Experts suggest fresh air, ventilation may avert Coronavirus infection


Experts suggest fresh air, ventilation may avert Coronavirus infection

Singapore, Feb 11 : With the outbreak of deadly Coronavirus in China and other parts of the world, experts suggest that staying at well-ventilated areas can avert infection by the virus.

Experts further suggest that in addition to washing hands, people need to switch off the air-conditioners and start using their fans instead.

According to a report published in The Strait Times, getting fresh air and using fans decreases the chances of getting infected by the novel Coronavirus as earlier studies show that viruses have the ability to thrive in dry and cool environment.

This makes tropical Singapore less conducive for viruses with its hot and tropical weather, according to Singapore’s Ministry of Health’s chief health scientist Professor Tan Chorh Chuan who announced it during a press conference on February 10.

“The likelihood of viral persistence outdoors is lower,” The Strait Times quoted Professor Tan Chorh Chuan as saying.

He also noted the prevalent use of air-conditioners in Singapore.
According to The Strait Times, Professor Tan is one of the eight disease experts who addressed the press conference that was aimed at fighting the novel Coronavirus.

The expert further said that there are plenty of researches that have been done to ascertain the period of persistence of viruses on surfaces following the Severe acute respiratory syndrome (Sars) outbreak in 2003.

“Most of the studies indicate they don’t persist well in hot, humid environments.

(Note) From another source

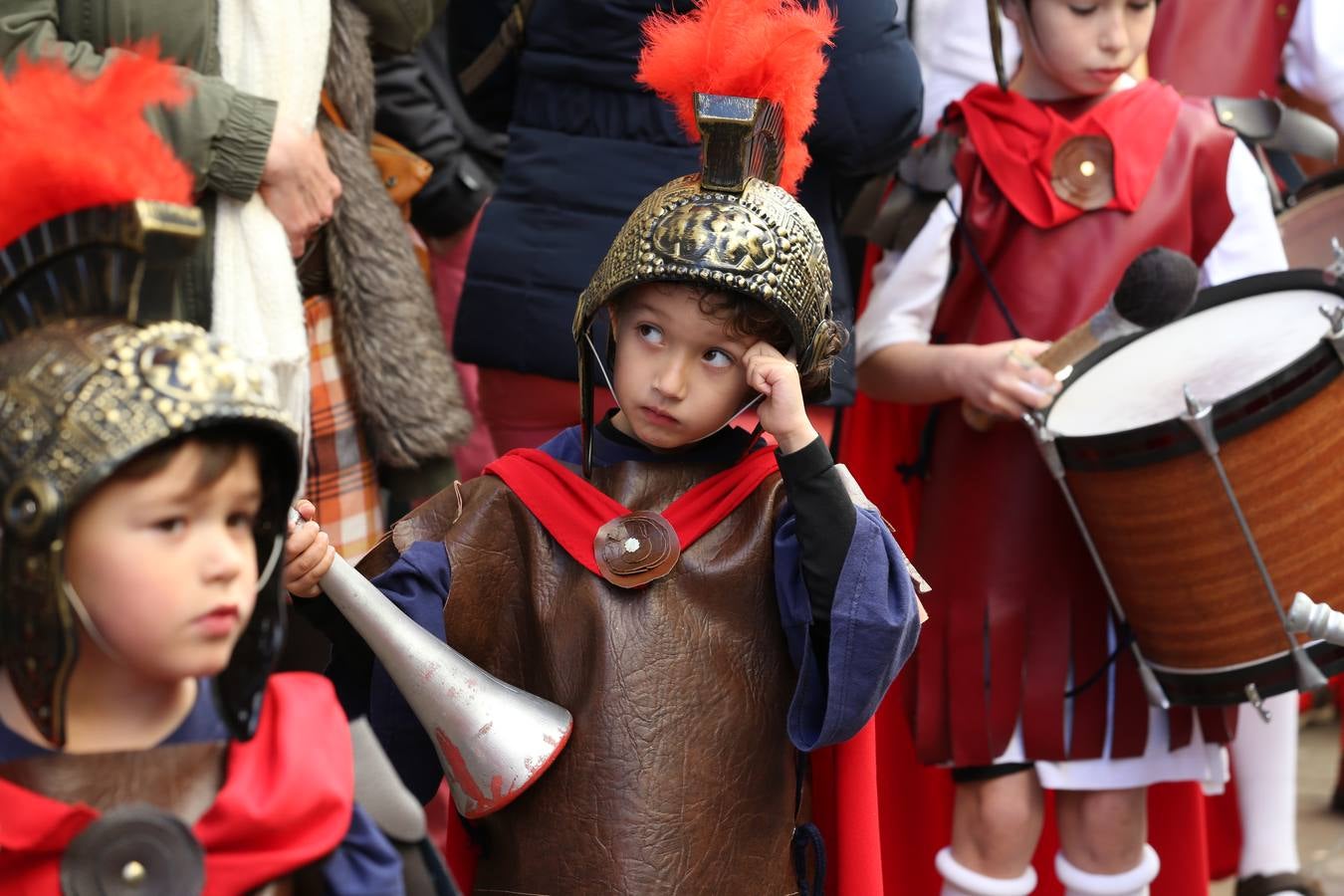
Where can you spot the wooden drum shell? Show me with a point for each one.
(1170, 541)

Hot and humid meaning over 30 deg C, and with humidity levels of over 80 per cent,” The Strait Times quoted Professor Tan as saying.


The virus that caused the outbreak of SARS belongs to the same family as that of the Coronavirus which has spread throughout the world originating from China’s Wuhan city.

Singapore has so far reported 45 cases of the virus infection, according to a report by The Strait Times.

“Air-conditioning is something that can’t be helped in Singapore, especially during the hot months. But enclosed spaces, where it is less humid and cooler, could help to spread respiratory diseases,” The Strait Times quoted Associate Professor Hsu Li Yang as saying.

Another way to reduce the spread of viruses according to experts is by letting fresh air in by keeping windows and doors open.

According to a document by the World Health Organisation, suspected patients of the virus should be kept in rooms that receive ample of fresh or ventilation.
Further, according to the director for the program in emerging infectious diseases at the Duke-NUS Medical School, Professor Wang Linfa, heat and ultra-violet rays from Sun have the potential to kill the virus.

“If you can stay under the sun for a while, it would be good. Vitamin D can also boost the immune system,” The Strait Times quoted Professor Wang Linfa as saying.

Singapore’s Health Ministry further said that the risk of infection from transient contacts is low.